The government has discovered that some of the LTTE members, who did not get captured during the final battles, or swept up with the rest of the Tamil civilians as the military cleared LTTE fighters from the north, have been planning daring attacks to get fellow LTTE fighters out of the refugee camps before they can be identified. Sri Lankan intelligence knows that the overseas LTTE branches are already soliciting expatriate Sri Lankan Tamils for money, so the war can be revived.

The government is proceeding on the assumption that the war will be revived. But the army and police are preparing to suppress the revived war as quickly as possible. The armed forces are expanding from 200,000 to 300,000, and the 75,000 national police are getting new equipment, and new police stations, for the liberated north.
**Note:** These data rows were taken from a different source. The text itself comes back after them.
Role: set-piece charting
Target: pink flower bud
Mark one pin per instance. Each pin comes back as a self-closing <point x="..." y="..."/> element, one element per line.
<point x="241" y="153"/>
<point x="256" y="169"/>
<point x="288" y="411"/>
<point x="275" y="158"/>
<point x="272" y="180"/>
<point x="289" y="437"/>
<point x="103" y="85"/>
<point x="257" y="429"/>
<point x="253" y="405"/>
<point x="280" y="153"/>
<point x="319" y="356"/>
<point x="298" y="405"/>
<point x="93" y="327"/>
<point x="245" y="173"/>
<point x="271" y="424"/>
Military and police intelligence have already identified at least 18 armed groups of LTTE fighters (with at least 400 firearms) still on the loose in eastern Sri Lanka, which was liberated from LTTE control two years ago. These groups still carry out attacks on police and Tamils considered "traitors," but this activity is low (several a month), as these surviving LTTE are constantly being hunted by police and soldiers. The security forces expect to eventually round up these remaining LTTE, mainly because there is little support for continued violence among Tamil civilians. A similar situation is expected up north, and the government hopes to be ready for it.